Web HTTP - SameSite Cookie property (First-Party-Only)
Table of Contents
About
samesite is a property of a cookie that controls if cookies should be sent along in a cross-site HTTP request ie:
- when the apex/registrable domain of the code (HTML, Javascript, ..) that created the request
- is not the same apex/registrable domain than the URL of the request
SameSite cookie are:
- also known First-Party-Only
They allow servers to mitigate the risk of cross-site request forgery attacks (CSRF) and information leakage attacks by asserting that a particular cookie should only be sent with requests initiated from the same registrable domain.
Articles Related
Example
- Consider the scenario in which a user reads their email at MegaCorp Inc's webmail provider “https://mail.example.com/”.
- They might expect that clicking on an emailed link to “https://projects.com/secret/project” would show them the secret project that they're authorized to see.
- But if projects.com has marked their session cookies as strict, then this cross-site navigation won't send them along with the request and projects.com will render a 404 error to avoid leaking secret information.
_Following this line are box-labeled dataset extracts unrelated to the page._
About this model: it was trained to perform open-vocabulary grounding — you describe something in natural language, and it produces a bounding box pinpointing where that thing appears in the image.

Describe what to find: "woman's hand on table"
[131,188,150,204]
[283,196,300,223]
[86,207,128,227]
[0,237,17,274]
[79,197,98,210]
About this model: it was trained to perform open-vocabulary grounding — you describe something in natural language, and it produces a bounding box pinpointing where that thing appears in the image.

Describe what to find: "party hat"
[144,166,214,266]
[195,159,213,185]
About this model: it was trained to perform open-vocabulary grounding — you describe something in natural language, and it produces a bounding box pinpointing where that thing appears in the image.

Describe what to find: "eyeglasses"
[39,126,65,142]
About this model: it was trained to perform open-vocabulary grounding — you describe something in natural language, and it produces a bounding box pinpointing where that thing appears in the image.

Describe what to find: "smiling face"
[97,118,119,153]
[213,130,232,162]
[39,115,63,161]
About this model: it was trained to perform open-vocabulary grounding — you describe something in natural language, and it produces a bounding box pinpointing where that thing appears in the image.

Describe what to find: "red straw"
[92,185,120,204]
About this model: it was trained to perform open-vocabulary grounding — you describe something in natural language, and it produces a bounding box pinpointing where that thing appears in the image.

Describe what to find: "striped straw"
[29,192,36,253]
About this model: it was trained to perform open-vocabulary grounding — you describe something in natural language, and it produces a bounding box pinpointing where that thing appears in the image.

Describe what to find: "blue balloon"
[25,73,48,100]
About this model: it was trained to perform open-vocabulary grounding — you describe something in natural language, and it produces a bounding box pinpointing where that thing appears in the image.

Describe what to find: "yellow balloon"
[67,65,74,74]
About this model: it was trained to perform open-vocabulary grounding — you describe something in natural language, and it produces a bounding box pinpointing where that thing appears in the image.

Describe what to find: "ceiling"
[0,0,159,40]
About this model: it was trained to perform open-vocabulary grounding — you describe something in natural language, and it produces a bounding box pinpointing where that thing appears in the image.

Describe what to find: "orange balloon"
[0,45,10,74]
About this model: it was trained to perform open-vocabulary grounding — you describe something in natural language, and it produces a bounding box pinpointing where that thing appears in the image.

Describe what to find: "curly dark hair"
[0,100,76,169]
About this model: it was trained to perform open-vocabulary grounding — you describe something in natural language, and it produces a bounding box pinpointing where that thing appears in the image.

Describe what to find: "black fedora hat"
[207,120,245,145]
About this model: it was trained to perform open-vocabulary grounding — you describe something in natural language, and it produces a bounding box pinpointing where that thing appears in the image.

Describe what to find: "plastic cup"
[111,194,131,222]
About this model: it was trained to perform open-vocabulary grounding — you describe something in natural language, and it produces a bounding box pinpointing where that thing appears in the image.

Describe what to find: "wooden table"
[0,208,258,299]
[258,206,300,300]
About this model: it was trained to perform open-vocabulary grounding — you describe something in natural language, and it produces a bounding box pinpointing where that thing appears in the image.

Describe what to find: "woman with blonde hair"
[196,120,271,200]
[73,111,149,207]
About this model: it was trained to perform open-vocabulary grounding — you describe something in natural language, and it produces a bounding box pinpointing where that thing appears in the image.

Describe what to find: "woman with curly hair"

- The user will be quite confused.
Developers can avoid this confusion by adopting a session management system that relies on not one, but two cookies:
Number | Cookie Authorization | SameSite | Description |
---|---|---|---|
1 | read | Lax (or empty) | Allow users access to data via top-level navigation |
2 | write | Strict | Disallow write operation via top-level navigation |
The absence of the second cookie would provide a reauthentication step before executing any non-idempotent action.
Glossary
Top-level site
The “top-level site” is the registered domain in the address bar of the browser.
Same-site vs Cross-site
A request is:
- same-site if its target's URI's origin's registrable domain is an exact match for the request's initiator's (the parent),
- and cross-site otherwise.
Example:
- login.example.com and blog.example.com will trigger same-site request because they share the same apex domain.
Values
SameSite values:
- Lax (Default in browser): Cookies:
- are allowed to be sent with top-level navigations (when this is the first navigation)
- will be sent along with GET request initiated by third party website.
- Strict: cookies
- are only be sent in a first-party context (same-site)
- will not be sent along with requests initiated by third party websites.
- None: Cookies will be sent in all contexts, i.e sending cross-origin is allowed.